La Suprema Corte de Justicia de la Nación ha estado muy activa en asuntos relacionados con los derechos civiles. En menos de una semana, ha tomado 3 determinaciones que de alguna manera tienen implicaciones para Tamaulipas, y deberían retumbar -si les importaran, que no parece el caso- en el Congreso del Estado.

El 26 de mayo el Pleno de la Corte discutió una reforma a la Constitución de Nuevo León en la que se planteó la protección de la vida “desde la concepción”. Diez de los once ministros determinaron que esta redacción es inconstitucional, pues a los diputados locales no les corresponden este tipo de definiciones.

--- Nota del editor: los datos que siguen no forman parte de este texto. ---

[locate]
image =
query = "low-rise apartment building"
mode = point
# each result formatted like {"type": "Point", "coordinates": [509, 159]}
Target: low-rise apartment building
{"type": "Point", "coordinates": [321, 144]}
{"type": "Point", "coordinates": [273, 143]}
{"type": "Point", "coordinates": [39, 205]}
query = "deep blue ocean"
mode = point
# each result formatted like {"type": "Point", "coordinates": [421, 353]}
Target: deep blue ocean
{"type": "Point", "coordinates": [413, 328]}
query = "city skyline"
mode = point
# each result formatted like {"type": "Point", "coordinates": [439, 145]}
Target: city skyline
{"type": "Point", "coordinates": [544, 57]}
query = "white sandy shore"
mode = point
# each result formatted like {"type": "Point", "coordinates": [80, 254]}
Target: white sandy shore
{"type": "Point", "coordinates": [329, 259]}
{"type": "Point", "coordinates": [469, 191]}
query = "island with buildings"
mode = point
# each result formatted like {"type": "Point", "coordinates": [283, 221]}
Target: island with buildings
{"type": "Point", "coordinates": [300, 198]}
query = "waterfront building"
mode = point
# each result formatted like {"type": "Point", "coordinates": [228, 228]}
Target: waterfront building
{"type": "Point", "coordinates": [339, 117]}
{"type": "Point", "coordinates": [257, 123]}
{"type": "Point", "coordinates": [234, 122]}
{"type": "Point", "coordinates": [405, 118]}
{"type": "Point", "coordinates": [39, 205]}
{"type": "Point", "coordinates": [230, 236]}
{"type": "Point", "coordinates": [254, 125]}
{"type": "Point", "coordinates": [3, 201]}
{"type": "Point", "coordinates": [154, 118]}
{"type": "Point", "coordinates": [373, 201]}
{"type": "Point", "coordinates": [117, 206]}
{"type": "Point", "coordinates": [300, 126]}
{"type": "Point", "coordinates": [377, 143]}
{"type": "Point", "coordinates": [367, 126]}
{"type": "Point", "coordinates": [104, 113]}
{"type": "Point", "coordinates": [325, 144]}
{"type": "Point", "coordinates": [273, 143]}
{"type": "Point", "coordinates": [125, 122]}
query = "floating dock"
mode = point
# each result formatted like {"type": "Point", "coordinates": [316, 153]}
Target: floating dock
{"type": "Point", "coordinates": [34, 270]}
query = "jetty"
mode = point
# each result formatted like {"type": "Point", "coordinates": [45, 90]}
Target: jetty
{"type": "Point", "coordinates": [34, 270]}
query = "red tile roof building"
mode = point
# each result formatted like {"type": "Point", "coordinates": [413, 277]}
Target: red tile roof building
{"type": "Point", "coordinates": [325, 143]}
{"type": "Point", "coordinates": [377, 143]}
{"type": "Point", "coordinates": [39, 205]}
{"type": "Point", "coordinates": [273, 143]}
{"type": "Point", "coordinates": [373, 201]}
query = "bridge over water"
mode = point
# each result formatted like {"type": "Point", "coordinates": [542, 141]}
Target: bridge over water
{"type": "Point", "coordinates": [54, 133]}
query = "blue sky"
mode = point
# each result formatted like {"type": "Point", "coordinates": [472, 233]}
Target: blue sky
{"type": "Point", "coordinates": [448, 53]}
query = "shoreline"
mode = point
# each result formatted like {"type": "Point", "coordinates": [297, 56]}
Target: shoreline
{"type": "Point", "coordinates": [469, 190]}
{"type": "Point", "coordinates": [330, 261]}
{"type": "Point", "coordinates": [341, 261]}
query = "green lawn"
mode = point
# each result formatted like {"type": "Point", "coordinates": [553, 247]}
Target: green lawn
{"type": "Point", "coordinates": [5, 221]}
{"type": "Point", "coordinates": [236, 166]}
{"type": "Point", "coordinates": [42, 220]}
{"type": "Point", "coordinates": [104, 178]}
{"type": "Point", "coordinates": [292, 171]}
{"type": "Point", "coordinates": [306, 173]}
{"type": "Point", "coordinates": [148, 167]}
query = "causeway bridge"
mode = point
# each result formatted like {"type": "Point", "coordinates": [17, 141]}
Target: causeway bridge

Fueron más allá: los legisladores no tienen atribuciones para discutir temas de derechos humanos que ya están consagrados en la Constitución. Y concluyeron que esta tendencia de las entidades a proteger la vida “desde la concepción” atenta contra los derechos reproductivos de las mujeres.

En septiembre del 2021, los ministros ya habían declarado inconstitucional la penalización de las mujeres por el delito de aborto, con lo que los tribunales pueden seguir juzgándolas pero no mandarlas a prisión.

Apenas ayer, la Corte abordó otro asunto similar en Veracruz, donde también concluyó -una vez más- que es inválido el artículo de su Constitución que protege la vida desde la concepción. En la misma sesión echaron abajo los artículos del Código Civil del estado que impiden el matrimonio entre dos personas del mismo sexo.

El ministro Luis María Aguilar argumentó que esto “defiende un determinado proyecto de familia, cerrando los ojos a la realidad”.

Los casos de la Corte en relación a las legislaciones locales de nuestros 2 estados vecinos, atañen directamente a Tamaulipas, porque tanto la Constitución local como el Código Civil incurren en las mismas inconsistencias que ya han señalado los ministros con mucha insistencia.

El artículo 16 de la Constitución señala que “el Estado de Tamaulipas reconoce, protege y garantiza el derecho a la vida de todo ser humano desde el momento de la fecundación hasta su muerte natural”.

A pesar de que el estado cuenta con este candado -inconstitucional según los argumentos de la SCJN- diputados locales han intentado ir más allá. La pasada legislatura aprobó un exhorto al Congreso de la Unión “para que se abstenga de legislar a favor del aborto”.

En un encendido discurso, la diputada panista Ivete Bermea, aseguró que “las iniciativas que aún están pendientes de resolver por el Congreso de la Unión, entrañan una aberración y una intención contraria a todo sentido común y al más mínimo respeto por la vida, por ello mi propuesta es a favor del respeto y protección a la vida desde el momento de la concepción”.

A contracorriente de lo que una y otra vez han señalado los ministros de la Corte, a la postura se sumó su compañero Arturo Soto: “No puede haber políticas públicas que defiendan la muerte. Se dice que el aborto es la interrupción legal del embarazo, eso es lo que dicen las pro abortistas, pero interrumpir es aquello que se puede continuar y una vez que entra una mujer a una clínica a asesinar su hijo, no puede volver a continuar el embarazo. El aborto es el asesinato de un nuevo ser”.

La Corte puso sobre la mesa un debate que debería llegar ya al Congreso de Tamaulipas. La mala noticia es que a juzgar por el miedo que les dio la aprobación del matrimonio igualitario (a panistas, morenistas y priistas por igual) se ve muy lejana una discusión sobre la interrupción legal del embarazo que sea seria, alejada de visiones místicas y religiosas.